A primeira grande tarefa do novo presidente do Federal Reserve (Fed, o banco central americano), Ben S. Bernanke, que tomou posse ontem, é conquistar a confiança daqueles que compõem o que se costuma chamar de "mercado", as pessoas que têm dinheiro para investir, especialmente se esse dinheiro for dólar. A reputação conquistada nos meios acadêmicos, a experiência acumulada como um dos governadores do Fed e o exercício da chefia da assessoria econômica do presidente George W. Bush são elementos mais do que suficientes para assegurar a Bernanke a credibilidade de que deve gozar um dos homens mais poderosos, se não o mais poderoso, no plano da economia globalizada. Mas o fato de substituir um homem que se tornou quase um mito torna particularmente difícil sua tarefa.

Bernanke substitui Alan Greenspan, que ocupou o cargo de "chairman" do Fed por mais de 18 anos. Não foi, porém, por causa da longa permanência no cargo que Greenspan conquistou a respeitabilidade de que desfruta. Num ambiente agitado por crises, Greenspan conseguiu transmitir tranqüilidade aos agentes econômicos, apresentar diagnósticos convincentes, embora nem sempre muito claros, e escolher soluções que, em geral, se mostraram adequadas. Em alguns momentos, advertiu para crises que só surgiram anos depois.
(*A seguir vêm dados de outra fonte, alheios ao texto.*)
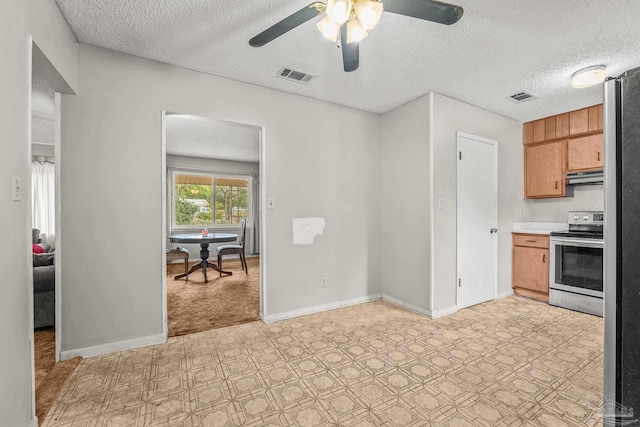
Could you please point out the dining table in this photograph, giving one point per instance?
(204, 241)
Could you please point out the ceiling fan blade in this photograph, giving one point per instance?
(429, 10)
(350, 51)
(288, 24)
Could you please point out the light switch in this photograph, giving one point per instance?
(17, 189)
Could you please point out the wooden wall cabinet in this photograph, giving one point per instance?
(530, 269)
(553, 146)
(585, 153)
(579, 122)
(544, 170)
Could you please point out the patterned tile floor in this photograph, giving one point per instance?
(511, 362)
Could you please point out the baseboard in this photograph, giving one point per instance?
(319, 308)
(444, 312)
(114, 347)
(505, 294)
(407, 305)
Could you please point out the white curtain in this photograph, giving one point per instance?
(255, 214)
(43, 191)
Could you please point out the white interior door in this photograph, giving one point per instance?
(477, 219)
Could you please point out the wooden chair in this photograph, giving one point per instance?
(179, 253)
(235, 249)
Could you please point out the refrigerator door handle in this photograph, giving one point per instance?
(610, 124)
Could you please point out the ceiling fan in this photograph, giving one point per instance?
(347, 21)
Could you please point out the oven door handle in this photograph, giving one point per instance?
(577, 242)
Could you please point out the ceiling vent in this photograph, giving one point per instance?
(522, 97)
(295, 75)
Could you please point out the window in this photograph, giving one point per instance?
(209, 200)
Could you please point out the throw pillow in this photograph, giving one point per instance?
(40, 260)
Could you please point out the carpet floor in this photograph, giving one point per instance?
(510, 362)
(49, 375)
(195, 306)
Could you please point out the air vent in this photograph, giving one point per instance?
(522, 97)
(295, 75)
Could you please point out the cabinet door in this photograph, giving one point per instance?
(595, 118)
(539, 130)
(545, 170)
(562, 125)
(585, 153)
(579, 122)
(527, 133)
(550, 128)
(531, 269)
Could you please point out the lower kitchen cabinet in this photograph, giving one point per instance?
(530, 272)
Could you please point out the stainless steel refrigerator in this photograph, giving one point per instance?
(622, 248)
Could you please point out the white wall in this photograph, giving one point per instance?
(450, 116)
(212, 165)
(405, 205)
(321, 160)
(20, 18)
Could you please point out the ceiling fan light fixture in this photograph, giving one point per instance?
(355, 31)
(368, 12)
(588, 77)
(329, 29)
(339, 11)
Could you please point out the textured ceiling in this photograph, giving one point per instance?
(214, 139)
(498, 48)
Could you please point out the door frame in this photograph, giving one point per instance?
(36, 57)
(165, 201)
(494, 143)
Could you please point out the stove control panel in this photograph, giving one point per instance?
(586, 218)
Não foram poucos os momentos de dificuldades pelos quais passou a economia mundial durante sua gestão. Em outubro de 1987, menos de dois meses depois de assumir o cargo, Greenspan enfrentou sua primeira crise: a queda brusca das cotações das ações negociadas na Bolsa de Valores de Nova York. Respondeu à crise com o afrouxamento da política monetária.

Depois vieram as crises dos países endividados, primeiro a do México, depois a dos países asiáticos, em seguida a do Brasil e da Rússia. Em seguida, o estouro da bolha das ações das empresas de tecnologia, cujas ações são negociadas predominantemente na Nasdaq, e os atentados de 11 de Setembro.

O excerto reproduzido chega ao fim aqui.